A more common transit-related scenario across the country that also affects a vulnerable population: blowing past stopped school buses.
In Ontario alone, approximately 830,000 children are transported on 20,000 school buses on any given school day. Getting those kids home safely every afternoon presents one single point of greatest risk: preventing them from being hit by vehicles that fail to stop when approaching a signalling bus – by law, drivers are required to stop, no matter which direction they’re travelling. A recent pilot project testing the viability of stop-arm cameras in enforcing penalties showed some Ontario municipalities registering as many as two to three blow-bys per day, per bus.
“The act of passing a stopped school bus is one of the most significant safety concerns in the student transportation industry,” says Alex Bugeya, Safety and Legislation Consultant for the Ontario School Bus Association. “Students are about 80 times more likely to get to school safely on a school bus than in a car. That being said, the greatest risk posed to school bus occupants is not inside the bus. It’s outside the bus, when those students are exposed to traffic through loading and unloading.
“The function of a school bus is not a surprise to the general motoring public. Drivers should be aware and ready to expect that a school bus is going to stop. When they do so, they’re going to activate their overhead warning lights and their stop arm to indicate that they’re going to be, obviously, loading and unloading children.
“Even though bus drivers are trained, and students are trained, to make sure that the students don’t get on or off the bus unless it’s safe to do so, children can be impulsive sometimes and they may end up darting out into traffic. So, it’s really important that drivers are aware and prepared to stop.”
The penalties for failing to stop for a school bus are far more severe. In British Columbia, for example, you’ll pay a total of $368 and lose three demerit points. In Quebec, you’ll face a fine of between $200 and $300 and a loss of nine demerit points. And in Ontario, you’re looking at a ticket costing anywhere from $400 to $2,000 and a docking of six demerit points.
Plus, Ontario has joined several US jurisdictions in permitting footage from cameras installed on school bus stop arms to be admissible as standalone evidence in court – meaning that if you’re caught on camera passing a stopped bus, no other witness accounts will be required for you to be fined.
Interestingly, Ontario is the last jurisdiction left in North America that uses a single-colour lighting system on school buses. While all lights on Ontario buses are red, the rest of the continent uses on-board amber lights to alert drivers that the bus is slowing down and red lights while actively stopped and loading or unloading. Bugeya says that this change is being actively lobbied in Ontario, and he’s hopeful that it will help drivers to conduct themselves more appropriately.
“Folks will see people passing a school bus as it’s approaching a stop with the red lights flashing, and there’s some confusion around whether that’s allowed,” he says. “That bleeds into individuals passing the stopped school bus.

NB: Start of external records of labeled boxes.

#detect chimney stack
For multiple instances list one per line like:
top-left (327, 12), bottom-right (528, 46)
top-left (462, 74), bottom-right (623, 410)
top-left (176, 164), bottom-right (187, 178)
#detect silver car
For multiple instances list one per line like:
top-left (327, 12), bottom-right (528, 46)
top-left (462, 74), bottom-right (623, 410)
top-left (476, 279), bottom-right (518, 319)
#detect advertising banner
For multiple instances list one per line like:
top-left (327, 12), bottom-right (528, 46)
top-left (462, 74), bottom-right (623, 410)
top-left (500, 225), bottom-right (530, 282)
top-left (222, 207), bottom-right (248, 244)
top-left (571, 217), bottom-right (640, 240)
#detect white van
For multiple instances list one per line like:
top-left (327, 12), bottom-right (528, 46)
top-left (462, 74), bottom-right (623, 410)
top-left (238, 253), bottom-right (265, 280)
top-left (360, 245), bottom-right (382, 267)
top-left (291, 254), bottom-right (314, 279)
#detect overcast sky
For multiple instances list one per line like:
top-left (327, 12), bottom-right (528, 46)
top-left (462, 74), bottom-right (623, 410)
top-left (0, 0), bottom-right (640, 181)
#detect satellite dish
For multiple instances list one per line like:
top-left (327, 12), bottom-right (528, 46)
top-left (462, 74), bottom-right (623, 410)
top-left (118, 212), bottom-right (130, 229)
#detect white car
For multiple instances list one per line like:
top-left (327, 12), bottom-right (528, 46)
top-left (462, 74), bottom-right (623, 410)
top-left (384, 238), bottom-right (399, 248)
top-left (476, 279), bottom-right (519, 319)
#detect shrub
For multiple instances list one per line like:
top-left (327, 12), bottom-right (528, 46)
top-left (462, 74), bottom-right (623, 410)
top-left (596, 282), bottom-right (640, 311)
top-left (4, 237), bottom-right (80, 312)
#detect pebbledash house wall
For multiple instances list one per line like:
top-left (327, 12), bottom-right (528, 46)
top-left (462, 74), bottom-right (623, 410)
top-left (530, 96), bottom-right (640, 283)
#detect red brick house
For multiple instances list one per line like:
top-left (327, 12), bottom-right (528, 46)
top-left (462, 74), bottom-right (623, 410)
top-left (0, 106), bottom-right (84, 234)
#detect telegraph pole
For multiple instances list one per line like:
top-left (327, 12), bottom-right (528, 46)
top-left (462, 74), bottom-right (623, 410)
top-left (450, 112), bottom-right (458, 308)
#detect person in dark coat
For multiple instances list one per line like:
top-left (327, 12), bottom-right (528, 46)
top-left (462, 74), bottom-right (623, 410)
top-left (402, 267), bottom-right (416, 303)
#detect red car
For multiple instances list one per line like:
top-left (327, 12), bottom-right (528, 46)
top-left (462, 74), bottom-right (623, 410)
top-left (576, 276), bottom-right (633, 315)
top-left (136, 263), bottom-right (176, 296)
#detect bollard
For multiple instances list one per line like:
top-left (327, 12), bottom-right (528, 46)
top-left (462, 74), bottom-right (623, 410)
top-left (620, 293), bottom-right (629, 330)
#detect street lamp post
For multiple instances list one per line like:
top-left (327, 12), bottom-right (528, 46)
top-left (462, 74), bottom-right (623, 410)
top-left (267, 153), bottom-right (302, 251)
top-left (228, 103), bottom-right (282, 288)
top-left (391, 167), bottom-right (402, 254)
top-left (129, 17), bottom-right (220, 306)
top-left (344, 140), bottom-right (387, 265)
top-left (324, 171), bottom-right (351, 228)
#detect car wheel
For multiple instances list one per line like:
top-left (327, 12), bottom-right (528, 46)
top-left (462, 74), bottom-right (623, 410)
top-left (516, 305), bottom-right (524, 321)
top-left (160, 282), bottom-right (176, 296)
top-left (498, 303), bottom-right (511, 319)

“Amber, instinctively, is more of a warning colour. Folks understand that this is a warning phase of the bus. Once the bus stops and the driver activates the stop arm to open the door, those lights are going to switch to red, at which point it’s well understood that means stop completely.
“The amber–red system is much more effective in slowing traffic approaching school buses and reducing the number of vehicles that pass a stopped school bus.”
All of these penalties and deterrents may well be effective in discouraging drivers from passing loading and unloading transit vehicles. But the fact remains that the impetus is on each driver to understand the laws, be alert to their surroundings, and to care enough to do the right thing to protect the well-being of fellow Canadians.
Have a bit of patience and stop when you’re supposed to stop. You may save a few seconds for yourself, but the relative risk of harm, especially to others, is just not worth it.